Metí el dedo dentro de aquella «arruga», la besé desde la nuca hasta la oreja, le pellizqué los pezones. Cuando su respiración se aceleró y su garganta empezó a temblar, le separé las delgadas piernas y la penetré despacio.

—Ten cuidado de no dejarme embarazada. Me daría vergüenza, a mi edad.

—Tendré cuidado. Tranquila —dije.

Cuando la penetré hasta el fondo, ella tembló y lanzó un suspiro. Moví el pene despacio mientras le acariciaba la espalda; eyaculé de forma tan violenta que no pude contenerme. Aferrado a Reiko, expulsé mi semen dentro de su calidez.

—Lo siento. No he podido aguantarme —me excusé.

—¡No seas tonto! No hay por qué disculparse —bromeó Reiko dándome unos azotes en el trasero—. Siempre que te acuestas con chicas, ¿piensas tanto?

—Sí.

—Conmigo no hace falta. Olvídalo. Eyacula tanto como quieras y cuando te plazca. ¿Te sientes mejor?

—Mucho mejor. Por eso no he podido aguantarme.

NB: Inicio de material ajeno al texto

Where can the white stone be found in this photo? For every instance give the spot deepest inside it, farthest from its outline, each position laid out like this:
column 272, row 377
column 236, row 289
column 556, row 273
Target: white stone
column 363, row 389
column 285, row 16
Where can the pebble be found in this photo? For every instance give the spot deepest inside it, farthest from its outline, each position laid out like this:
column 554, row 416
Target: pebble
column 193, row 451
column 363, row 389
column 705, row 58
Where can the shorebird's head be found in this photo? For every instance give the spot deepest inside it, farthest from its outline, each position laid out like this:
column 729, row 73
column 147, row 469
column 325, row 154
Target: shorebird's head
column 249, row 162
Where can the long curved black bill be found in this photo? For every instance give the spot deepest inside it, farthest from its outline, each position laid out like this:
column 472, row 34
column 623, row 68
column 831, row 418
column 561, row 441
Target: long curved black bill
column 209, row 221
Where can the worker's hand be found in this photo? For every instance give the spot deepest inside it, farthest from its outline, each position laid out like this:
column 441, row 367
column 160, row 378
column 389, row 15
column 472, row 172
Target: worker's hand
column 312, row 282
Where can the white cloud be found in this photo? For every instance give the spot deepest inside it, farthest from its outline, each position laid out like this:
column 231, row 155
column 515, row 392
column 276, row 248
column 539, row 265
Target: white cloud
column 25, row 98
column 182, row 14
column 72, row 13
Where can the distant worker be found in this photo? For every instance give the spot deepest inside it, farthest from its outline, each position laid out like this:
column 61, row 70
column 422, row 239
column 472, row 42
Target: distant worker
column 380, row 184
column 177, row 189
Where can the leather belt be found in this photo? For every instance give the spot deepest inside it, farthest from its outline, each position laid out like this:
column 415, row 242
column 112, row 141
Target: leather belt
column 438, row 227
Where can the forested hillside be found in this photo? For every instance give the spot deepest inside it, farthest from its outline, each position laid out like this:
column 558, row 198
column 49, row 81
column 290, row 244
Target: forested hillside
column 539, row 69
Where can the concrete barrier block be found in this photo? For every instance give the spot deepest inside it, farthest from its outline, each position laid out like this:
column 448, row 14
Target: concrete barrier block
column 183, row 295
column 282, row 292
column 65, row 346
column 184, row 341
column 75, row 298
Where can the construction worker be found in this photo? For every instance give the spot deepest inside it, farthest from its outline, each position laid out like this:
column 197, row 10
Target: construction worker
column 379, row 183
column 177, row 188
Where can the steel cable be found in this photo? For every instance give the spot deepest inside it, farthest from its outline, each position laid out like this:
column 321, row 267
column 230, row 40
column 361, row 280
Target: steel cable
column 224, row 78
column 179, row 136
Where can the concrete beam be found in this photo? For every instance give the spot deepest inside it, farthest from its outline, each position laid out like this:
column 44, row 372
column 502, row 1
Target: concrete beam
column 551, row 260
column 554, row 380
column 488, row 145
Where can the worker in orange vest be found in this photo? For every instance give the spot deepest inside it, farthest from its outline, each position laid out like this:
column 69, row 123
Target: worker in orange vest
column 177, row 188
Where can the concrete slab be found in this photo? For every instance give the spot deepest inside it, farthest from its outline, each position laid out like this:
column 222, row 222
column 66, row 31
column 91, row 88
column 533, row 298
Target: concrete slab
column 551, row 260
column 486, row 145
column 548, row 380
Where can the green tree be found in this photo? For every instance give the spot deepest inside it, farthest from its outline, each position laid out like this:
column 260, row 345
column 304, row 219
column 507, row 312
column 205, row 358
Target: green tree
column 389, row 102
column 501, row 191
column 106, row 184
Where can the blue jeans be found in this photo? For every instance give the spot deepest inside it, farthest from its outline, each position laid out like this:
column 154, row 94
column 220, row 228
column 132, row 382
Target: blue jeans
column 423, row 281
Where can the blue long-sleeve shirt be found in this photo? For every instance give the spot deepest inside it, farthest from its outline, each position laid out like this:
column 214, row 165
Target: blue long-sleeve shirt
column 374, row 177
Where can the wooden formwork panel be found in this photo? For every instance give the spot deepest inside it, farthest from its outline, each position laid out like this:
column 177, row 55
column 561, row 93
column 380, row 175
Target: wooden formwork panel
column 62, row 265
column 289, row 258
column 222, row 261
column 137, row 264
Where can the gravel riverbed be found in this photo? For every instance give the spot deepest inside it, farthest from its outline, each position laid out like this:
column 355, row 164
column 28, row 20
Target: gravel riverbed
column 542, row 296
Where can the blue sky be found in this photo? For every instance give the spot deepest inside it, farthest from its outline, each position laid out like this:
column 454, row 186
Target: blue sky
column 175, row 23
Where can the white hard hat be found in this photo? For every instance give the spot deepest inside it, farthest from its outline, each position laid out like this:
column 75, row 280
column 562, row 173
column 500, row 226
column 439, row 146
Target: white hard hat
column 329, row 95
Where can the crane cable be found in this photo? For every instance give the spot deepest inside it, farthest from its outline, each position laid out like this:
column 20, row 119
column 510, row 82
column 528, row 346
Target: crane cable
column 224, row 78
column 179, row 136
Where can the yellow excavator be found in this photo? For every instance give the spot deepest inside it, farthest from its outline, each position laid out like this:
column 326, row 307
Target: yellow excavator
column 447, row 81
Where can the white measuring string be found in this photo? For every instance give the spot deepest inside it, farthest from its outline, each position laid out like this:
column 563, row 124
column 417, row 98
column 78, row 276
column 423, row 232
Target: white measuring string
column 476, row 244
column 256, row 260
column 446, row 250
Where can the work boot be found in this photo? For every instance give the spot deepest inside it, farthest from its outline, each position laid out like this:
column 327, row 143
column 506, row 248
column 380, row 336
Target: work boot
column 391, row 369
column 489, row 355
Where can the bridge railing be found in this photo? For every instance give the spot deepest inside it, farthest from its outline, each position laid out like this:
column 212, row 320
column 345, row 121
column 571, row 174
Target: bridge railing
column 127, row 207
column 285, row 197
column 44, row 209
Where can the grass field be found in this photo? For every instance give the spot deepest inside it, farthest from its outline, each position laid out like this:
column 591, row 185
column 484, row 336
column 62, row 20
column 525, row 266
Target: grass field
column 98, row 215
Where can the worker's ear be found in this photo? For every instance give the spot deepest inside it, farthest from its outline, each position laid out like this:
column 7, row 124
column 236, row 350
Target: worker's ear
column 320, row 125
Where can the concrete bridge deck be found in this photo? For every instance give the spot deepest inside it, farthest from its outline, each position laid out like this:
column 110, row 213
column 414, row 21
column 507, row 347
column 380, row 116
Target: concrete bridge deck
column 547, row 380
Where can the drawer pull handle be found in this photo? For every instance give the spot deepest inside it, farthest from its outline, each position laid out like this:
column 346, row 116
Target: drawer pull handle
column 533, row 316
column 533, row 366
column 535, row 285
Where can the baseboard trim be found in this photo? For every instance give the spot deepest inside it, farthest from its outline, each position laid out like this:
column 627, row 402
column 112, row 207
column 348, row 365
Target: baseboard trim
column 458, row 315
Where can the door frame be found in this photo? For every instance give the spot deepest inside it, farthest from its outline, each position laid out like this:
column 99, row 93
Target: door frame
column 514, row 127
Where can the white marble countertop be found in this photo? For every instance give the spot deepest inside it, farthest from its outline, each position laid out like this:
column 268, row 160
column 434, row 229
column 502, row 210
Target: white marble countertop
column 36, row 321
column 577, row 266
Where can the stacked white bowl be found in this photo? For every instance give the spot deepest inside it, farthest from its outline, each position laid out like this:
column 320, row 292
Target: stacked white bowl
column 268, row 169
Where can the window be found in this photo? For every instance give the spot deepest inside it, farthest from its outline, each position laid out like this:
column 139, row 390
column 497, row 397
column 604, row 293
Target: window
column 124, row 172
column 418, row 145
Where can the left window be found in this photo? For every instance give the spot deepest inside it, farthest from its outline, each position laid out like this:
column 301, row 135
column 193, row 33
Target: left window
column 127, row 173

—No se trata de aguantarse. Está bien así. A mí también me ha gustado mucho.

—Oye, Reiko —dije.

—Dime.

—Tienes que enamorarte de alguien. Eres maravillosa, sería un desperdicio que no lo hicieras.

—Lo tendré en cuenta. ¿Crees que en Asahikawa la gente se enamora?

Al rato volví a introducir dentro de ella mi pene erecto. Debajo de mí, Reiko se retorcía de placer y contenía el aliento. Mientras la abrazaba y movía, despacio y en silencio, el pene dentro de su vagina, hablamos de muchas cosas. Era maravilloso charlar mientras hacíamos el amor.

Cuando se reía de mis bromas el temblor de su risa se transmitía a mi pene. Permanecimos largo tiempo abrazados de este modo.